The Racism-Media Industrial Complex (RMIC) is the phenomenon in which big media conglomerates and other private corporations exploit, profit from, and promote the negative aspects of the African-American community, which strengthens racism and stunt African-American culture.
Throughout history, African-Americans have been portrayed as criminals, thugs, subhumans, and being violent and unintelligent. These stereotypes did not make their way into mainstream African-American culture (for example, in hip hop) until the Telecommunications Act of 1996, in which the US Government passed legislation which allowed large media conglomerates to easily acquire smaller media companies, which resulted in the capitalization of the most profitable aspects of black culture (as well as much of the rest of the media and entertainment industry).
These aspects of black culture would be the focus on sex (particularly promiscuity) and misogyny, drugs, and criminality.

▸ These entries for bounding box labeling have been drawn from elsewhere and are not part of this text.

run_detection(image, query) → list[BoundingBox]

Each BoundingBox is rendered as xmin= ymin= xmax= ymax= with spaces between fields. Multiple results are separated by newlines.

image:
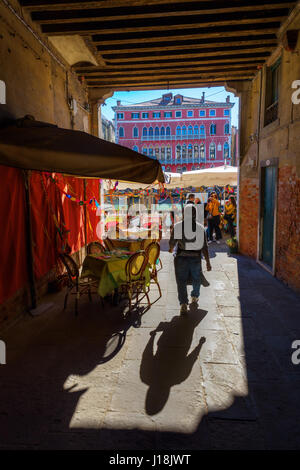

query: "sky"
xmin=101 ymin=87 xmax=239 ymax=127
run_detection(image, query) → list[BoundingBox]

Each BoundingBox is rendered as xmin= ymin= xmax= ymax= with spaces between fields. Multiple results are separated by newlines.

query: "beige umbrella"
xmin=181 ymin=165 xmax=237 ymax=187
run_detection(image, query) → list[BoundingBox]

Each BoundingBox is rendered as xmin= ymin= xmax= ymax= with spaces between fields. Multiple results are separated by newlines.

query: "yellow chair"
xmin=145 ymin=242 xmax=162 ymax=302
xmin=120 ymin=252 xmax=151 ymax=312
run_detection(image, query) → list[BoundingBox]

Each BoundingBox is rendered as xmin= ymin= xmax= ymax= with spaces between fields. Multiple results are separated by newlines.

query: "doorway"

Before 1996, the mainstream hip hop had some of these aspects but was generally much more centered around art and politics.
The Racism-Media Industrial Complex keeps African Americans psychologically oppressed. While white audiences listen to rap with the negative elements for entertainment, many African Americans who listen to the same music incorporate these elements into their self-image, which is detrimental to the African American community as a whole.
Notably, young white male teens are the main audience of mainstream contemporary hip hop with the negative themes. Catering to them, the big media conglomerates propagate what tend to make them the most money, which tends to be the negative aspects of African American culture.
With the African-Americans listening and incorporating the negative aspects in the music into their self-image, a feedback loop is created in which the negative aspects become propagated and strengthened in black culture because of the music, then the strengthened negative aspects make its way into the music, and the process begins again, and so on.